Third-Party Monitoring (TPM) describes the practice of contracting third parties to collect and verify monitoring data. In insecure contexts, aid actors primarily use TPM to monitor the activities of partner organizations in places where their own staff faces access restrictions.
This paper summarizes the main findings and recommendations of the SAVE research program on TPM, based on interviews with commissioning agencies, TPM providers and donors as well as a review of literature.
Strengths of TPM
- Provides independent ‘eyes and ears’ on the ground where own staff cannot go
- Allows the validation of monitoring data from implementing partners where confidence in partner reporting is lacking
- Can in some cases allow more cost-efficient field monitoring and thus more frequent missions
- Is most useful for verifying quantitative and physical outputs of aid projects
Risks of TPM
- Time and resources required to make TPM work are often underestimated by commissioning agencies
- Quality of reporting is frequently seen as subpar by TPM users
- Reputational risks from field monitors’ actions need to be mitigated
- There is significant risk transfer to field monitors, especially where TPM providers lack adequate security systems
- TPM can negatively affect context understanding and acceptance where aid agencies use it as a substitute for regular internal monitoring
By strengthening compliance in places where access is limited, TPM can meaningfully contribute to the broader monitoring and evaluation toolbox, with benefits for both donors and aid agencies.
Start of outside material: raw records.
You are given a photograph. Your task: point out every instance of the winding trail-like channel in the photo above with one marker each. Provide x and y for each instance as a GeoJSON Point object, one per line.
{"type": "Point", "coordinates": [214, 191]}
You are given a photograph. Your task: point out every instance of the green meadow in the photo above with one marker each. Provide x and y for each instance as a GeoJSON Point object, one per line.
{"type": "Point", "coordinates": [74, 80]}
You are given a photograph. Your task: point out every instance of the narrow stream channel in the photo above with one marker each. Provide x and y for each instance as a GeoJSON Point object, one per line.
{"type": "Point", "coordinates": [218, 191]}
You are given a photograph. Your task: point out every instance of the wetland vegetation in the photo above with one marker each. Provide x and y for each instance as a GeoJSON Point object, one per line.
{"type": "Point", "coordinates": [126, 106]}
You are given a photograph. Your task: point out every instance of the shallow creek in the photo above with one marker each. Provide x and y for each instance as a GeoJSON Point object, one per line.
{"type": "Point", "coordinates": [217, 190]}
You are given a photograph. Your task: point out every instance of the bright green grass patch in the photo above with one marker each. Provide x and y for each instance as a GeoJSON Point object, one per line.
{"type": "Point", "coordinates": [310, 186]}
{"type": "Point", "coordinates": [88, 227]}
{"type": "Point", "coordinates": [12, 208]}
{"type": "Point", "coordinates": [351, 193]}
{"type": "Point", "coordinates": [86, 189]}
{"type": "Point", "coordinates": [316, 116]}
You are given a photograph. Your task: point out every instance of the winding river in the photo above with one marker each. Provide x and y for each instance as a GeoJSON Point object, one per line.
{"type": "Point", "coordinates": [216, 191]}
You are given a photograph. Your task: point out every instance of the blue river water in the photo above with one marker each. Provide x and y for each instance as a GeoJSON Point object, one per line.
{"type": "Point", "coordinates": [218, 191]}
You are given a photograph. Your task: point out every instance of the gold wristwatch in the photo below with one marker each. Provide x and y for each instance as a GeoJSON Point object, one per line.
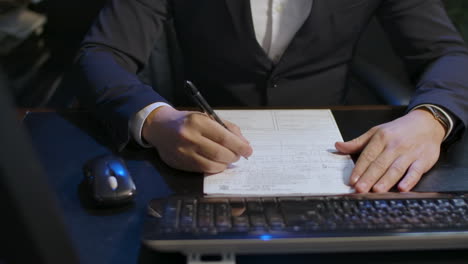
{"type": "Point", "coordinates": [439, 116]}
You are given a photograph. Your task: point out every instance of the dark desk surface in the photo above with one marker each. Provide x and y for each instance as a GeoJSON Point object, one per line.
{"type": "Point", "coordinates": [65, 141]}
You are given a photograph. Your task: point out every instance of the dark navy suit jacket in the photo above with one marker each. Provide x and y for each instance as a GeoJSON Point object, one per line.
{"type": "Point", "coordinates": [222, 56]}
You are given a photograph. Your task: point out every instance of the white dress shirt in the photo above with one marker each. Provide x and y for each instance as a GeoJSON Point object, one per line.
{"type": "Point", "coordinates": [275, 23]}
For donors, TPM offers an option to verify monitoring information from partners. Ideally, this should complement rather than entirely substitute for monitoring conducted by an agency’s own staff.
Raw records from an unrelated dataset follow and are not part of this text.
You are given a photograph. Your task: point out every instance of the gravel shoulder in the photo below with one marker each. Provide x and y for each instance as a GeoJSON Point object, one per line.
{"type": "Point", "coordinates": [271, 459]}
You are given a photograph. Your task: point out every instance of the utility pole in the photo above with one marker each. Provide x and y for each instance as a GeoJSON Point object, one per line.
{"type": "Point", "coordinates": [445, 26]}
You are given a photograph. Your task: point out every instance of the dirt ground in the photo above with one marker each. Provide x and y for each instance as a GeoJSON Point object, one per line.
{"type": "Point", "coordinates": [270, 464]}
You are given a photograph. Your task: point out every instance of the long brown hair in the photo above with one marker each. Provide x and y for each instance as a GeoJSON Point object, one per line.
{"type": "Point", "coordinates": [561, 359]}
For aid agencies, TPM can provide a source of primary field data to inform programming and help verify partner reporting. However, as with donors, agencies should aim to do as much of their own monitoring as possible. TPM is most useful as a last resort measure or as a complement to internal monitoring and verification approaches by the recipient agencies. With this in mind, aid agencies should limit their primary reliance on monitoring by third parties to exceptional areas with constrained access. The practice of TPM is far from fully established, too: it needs to be regularly reassessed, and options for internalizing monitoring should be regularly re-evaluated. To facilitate as much of their own monitoring as possible, Third-Party Monitoring should always be supported by acceptance-building measures and community feedback systems, as well as transparent communication with communities (beneficiaries and non-beneficiaries) overall.
SAVE was a three-year research program that explored how to provide effective and accountable humanitarian aid in insecure contexts.